Matthew spürte, wie nervös ich war, und nahm meine Hand. »Einstein sagte: Der Unterschied zwischen Vergangenheit, Gegenwart und Zukunft ist eine Illusion, wenn auch eine sehr hartnäckige. Er glaubte nicht nur an Wunder und Fantastisches, sondern auch daran, dass die Zeit elastisch ist.«
Jemand klopfte zaghaft an die Tür.
»Ich habe keinen Wagen gehört«, sagte Miriam argwöhnisch und stand auf.
»Das ist nur Sammy, der das Zeitungsgeld kassieren kommt.« Em rutschte von ihrem Stuhl.
Wir warteten schweigend, während sie durch den Flur ging und die Dielen unter ihren Füßen protestierten.
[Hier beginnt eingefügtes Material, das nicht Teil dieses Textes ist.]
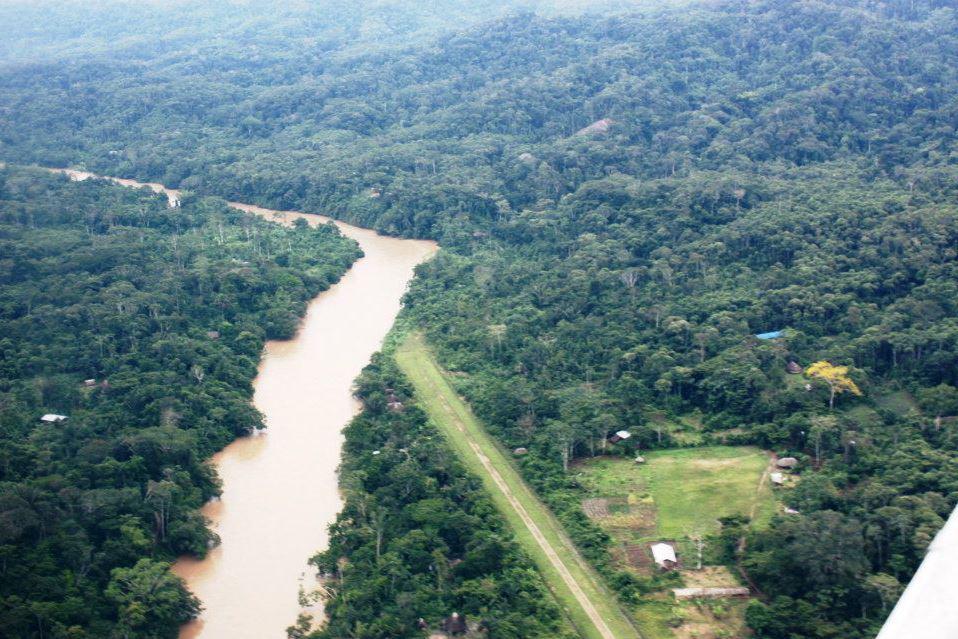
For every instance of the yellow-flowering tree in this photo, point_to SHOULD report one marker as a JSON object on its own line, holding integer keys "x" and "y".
{"x": 836, "y": 377}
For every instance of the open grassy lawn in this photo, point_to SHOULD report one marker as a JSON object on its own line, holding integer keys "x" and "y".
{"x": 677, "y": 492}
{"x": 590, "y": 606}
{"x": 680, "y": 491}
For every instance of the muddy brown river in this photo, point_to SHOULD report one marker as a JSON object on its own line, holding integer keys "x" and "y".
{"x": 280, "y": 489}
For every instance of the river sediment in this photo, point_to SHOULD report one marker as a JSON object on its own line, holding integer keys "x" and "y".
{"x": 280, "y": 489}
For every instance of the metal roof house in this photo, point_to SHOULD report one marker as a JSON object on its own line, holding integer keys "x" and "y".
{"x": 664, "y": 555}
{"x": 927, "y": 608}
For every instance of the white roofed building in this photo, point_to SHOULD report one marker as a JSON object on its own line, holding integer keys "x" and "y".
{"x": 664, "y": 555}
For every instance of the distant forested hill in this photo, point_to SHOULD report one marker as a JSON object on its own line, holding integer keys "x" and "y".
{"x": 483, "y": 122}
{"x": 625, "y": 200}
{"x": 142, "y": 325}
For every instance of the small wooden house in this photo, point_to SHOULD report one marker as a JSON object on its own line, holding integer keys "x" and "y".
{"x": 787, "y": 462}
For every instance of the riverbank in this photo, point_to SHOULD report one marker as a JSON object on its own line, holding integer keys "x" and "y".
{"x": 590, "y": 606}
{"x": 280, "y": 488}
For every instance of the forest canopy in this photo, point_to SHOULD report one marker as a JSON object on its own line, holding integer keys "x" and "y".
{"x": 141, "y": 325}
{"x": 626, "y": 201}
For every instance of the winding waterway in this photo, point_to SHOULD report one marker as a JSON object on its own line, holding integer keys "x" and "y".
{"x": 280, "y": 488}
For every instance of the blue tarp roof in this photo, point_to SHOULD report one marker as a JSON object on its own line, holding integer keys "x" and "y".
{"x": 772, "y": 335}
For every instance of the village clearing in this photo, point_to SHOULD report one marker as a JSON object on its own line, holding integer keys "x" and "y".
{"x": 591, "y": 608}
{"x": 676, "y": 494}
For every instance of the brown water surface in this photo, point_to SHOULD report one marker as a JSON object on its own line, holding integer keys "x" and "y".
{"x": 280, "y": 488}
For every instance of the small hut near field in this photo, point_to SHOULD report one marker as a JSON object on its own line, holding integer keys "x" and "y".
{"x": 664, "y": 555}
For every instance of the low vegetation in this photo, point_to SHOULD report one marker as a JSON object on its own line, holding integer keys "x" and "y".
{"x": 583, "y": 598}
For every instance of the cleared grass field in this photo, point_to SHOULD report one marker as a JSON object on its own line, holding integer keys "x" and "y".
{"x": 588, "y": 604}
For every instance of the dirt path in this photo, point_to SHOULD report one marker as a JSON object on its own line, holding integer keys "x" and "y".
{"x": 533, "y": 528}
{"x": 565, "y": 559}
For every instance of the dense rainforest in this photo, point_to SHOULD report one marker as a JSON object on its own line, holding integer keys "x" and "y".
{"x": 624, "y": 200}
{"x": 418, "y": 537}
{"x": 141, "y": 325}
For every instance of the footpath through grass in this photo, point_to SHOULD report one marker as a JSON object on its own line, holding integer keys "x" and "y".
{"x": 590, "y": 606}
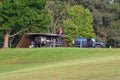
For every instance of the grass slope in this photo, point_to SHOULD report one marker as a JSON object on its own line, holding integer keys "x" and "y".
{"x": 60, "y": 64}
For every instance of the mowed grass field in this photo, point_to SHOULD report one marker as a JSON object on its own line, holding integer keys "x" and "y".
{"x": 60, "y": 64}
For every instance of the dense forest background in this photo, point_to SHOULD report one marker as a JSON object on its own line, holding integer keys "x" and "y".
{"x": 105, "y": 14}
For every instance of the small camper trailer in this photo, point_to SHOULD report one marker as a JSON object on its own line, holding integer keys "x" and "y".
{"x": 30, "y": 40}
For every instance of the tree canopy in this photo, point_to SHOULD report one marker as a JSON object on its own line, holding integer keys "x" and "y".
{"x": 79, "y": 24}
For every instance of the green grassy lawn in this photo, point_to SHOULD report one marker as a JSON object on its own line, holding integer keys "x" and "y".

Matthew und Marcus waren bereit, sofort zur Tür zu springen, das zeigten die flach auf die Tischplatte gepressten Hände.
Kalte Luft wehte ins Esszimmer.
»Ja?«, fragte Em verdutzt. Sofort waren Marcus und Matthew aufgestanden und bei ihr, gefolgt von Tabitha, die ihren Rudelführer in dieser wichtigen Angelegenheit unbedingt unterstützen wollte.
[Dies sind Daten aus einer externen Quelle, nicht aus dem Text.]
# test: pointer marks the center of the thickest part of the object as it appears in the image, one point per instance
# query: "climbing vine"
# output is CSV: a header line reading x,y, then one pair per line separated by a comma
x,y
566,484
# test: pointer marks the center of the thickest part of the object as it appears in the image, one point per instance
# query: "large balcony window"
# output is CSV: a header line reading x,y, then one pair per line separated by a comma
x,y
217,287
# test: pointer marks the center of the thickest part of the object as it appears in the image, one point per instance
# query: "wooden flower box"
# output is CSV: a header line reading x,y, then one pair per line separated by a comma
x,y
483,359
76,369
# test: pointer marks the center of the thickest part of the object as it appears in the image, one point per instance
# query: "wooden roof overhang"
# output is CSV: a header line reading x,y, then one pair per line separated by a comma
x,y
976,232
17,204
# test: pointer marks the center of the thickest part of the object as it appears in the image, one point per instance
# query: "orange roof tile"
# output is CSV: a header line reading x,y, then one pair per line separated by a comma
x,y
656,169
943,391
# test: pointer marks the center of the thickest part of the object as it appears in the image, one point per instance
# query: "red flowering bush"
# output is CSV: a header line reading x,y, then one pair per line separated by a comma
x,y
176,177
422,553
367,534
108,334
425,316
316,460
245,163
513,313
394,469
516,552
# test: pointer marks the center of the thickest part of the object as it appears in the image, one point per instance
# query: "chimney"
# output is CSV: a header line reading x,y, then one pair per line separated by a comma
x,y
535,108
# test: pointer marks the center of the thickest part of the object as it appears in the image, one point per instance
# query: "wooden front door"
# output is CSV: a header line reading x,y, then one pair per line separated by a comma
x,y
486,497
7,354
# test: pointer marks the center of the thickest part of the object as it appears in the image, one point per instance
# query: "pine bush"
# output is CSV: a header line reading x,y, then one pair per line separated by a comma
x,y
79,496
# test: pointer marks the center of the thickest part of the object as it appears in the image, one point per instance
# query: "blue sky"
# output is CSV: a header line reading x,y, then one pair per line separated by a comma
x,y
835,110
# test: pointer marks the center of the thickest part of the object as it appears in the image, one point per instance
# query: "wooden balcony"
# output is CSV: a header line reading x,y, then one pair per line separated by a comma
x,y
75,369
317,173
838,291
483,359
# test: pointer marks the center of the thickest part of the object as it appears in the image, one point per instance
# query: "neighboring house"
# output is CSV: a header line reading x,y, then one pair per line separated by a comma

»Nicht der Zeitungsjunge«, stellte Sarah überflüssigerweise fest und sah auf den leeren Platz neben mir.
»Sind Sie Diana Bishop?«, fragte eine tiefe Männerstimme in einem vertrauten ausländischen Akzent, der mit einem leichten Singsang unterlegt war.
»Nein, ich bin ihre Tante«, erwiderte Em.
»Können wir etwas für Sie tun?« Matthew klang zwar höflich, aber ausgesprochen kühl.
»Ich bin Nathaniel Wilson, und das ist meine Frau Sophie. Man hat uns gesagt, dass wir Diana Bishop hier finden würden.« Seine Stimme erinnerte mich an die Dämonin aus dem Blackwell’s, die australische Modedesignerin mit den sanften braunen Augen.
»Wer hat Ihnen das gesagt?«, fragte Matthew leise.
»Das war seine Mutter – Agatha.« Ich stand auf und ging zur Tür. Miriam wollte mir den Weg verstellen, ließ mich aber vorbei, als sie meine Miene sah. Marcus war nicht so leicht zu überzeugen. Er packte mich am Arm und zog mich in den Schatten der Treppe.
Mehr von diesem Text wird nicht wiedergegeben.